WHIR verification at 1.0 ms is fast enough to run inside a nox program. this is what enables recursive proof composition in zheng: the WHIR verifier fits inside the prover, and the overhead is manageable. each recursive step adds roughly one millisecond of verification work to prove.
the dual nature
FRI was designed as a proximity test — an IOPP (interactive oracle proof of proximity). to use it as a full polynomial commitment scheme, you needed additional machinery to convert proximity claims into evaluation claims. this conversion added complexity and proof overhead.
STIR narrowed the gap. WHIR closed it entirely. WHIR is simultaneously an IOPP and a PCS. the weight polynomials encode the evaluation point directly into the proximity test. there is no separate evaluation protocol — the proximity test itself proves the evaluation.
FRI: proximity test (IOPP) + separate evaluation → PCS
STIR: tighter proximity test + separate evaluation → PCS
WHIR: proximity test = evaluation proof → PCS directly
this unification simplifies zheng significantly. SuperSpartan reduces all constraints to one evaluation query via sumcheck. WHIR handles that query directly — proximity and evaluation in one protocol. no adapter layers, no conversion overhead.
the stable interface
across all three generations, the external interface remains the same:
commit(polynomial) → commitment
open(polynomial, point) → (value, proof)
verify(commitment, point, value, proof) → bool
SuperSpartan calls commit and open. the sumcheck protocol runs between them. neither layer knows or cares whether FRI, STIR, or WHIR implements the commitment. the interface is a clean abstraction boundary.

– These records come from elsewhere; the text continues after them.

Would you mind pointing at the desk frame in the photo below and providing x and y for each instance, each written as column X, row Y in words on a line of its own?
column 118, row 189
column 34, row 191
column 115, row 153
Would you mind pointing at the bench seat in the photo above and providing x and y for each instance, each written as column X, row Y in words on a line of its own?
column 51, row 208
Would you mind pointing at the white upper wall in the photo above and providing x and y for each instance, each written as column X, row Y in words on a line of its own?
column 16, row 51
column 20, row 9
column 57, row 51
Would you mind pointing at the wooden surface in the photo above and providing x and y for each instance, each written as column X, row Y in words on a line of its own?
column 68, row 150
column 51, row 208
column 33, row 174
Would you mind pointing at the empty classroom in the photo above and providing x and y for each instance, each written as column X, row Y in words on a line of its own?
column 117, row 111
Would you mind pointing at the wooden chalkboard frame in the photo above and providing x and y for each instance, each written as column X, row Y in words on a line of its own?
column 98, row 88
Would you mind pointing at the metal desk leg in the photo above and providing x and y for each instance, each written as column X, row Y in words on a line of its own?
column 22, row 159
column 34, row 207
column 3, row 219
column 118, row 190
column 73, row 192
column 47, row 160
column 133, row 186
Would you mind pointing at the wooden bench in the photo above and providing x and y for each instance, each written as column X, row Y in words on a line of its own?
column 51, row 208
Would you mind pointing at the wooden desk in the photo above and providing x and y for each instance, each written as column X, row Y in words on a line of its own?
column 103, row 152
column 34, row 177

this means cyber can upgrade its PCS without changing any layer above. when a future generation improves on WHIR — smaller proofs, faster verification, tighter security bounds — the upgrade is a swap at the commitment layer. the IOP, the constraint system, the VM trace encoding, the recursive verifier: all unchanged.

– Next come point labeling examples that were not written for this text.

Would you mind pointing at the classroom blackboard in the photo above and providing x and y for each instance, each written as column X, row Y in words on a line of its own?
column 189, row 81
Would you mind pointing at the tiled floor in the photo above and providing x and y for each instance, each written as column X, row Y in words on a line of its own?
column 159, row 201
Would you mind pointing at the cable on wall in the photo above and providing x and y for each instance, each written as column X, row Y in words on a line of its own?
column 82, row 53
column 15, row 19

why this lineage matters for zheng
the FRI-STIR-WHIR progression is a story of three insights compounding. FRI discovered that hash-based folding can prove proximity. STIR discovered that increasing the rate across rounds tightens proofs. WHIR discovered that weighting queries with sumcheck structure fuses proximity and evaluation into one protocol.
zheng builds on the final insight. the Whirlaway architecture — SuperSpartan IOP plus WHIR PCS plus sumcheck protocol — achieves transparent, post-quantum proofs with sub-millisecond verification. the prover runs in quasi-linear time over the Goldilocks field. the verifier checks a proof in one millisecond using only Hemera hashes and field arithmetic.
each generation of PCS made this architecture more viable. FRI made it possible. STIR made it compact. WHIR made it fast enough to recurse. and recursion is what turns a proof system into a foundation for planetary superintelligence.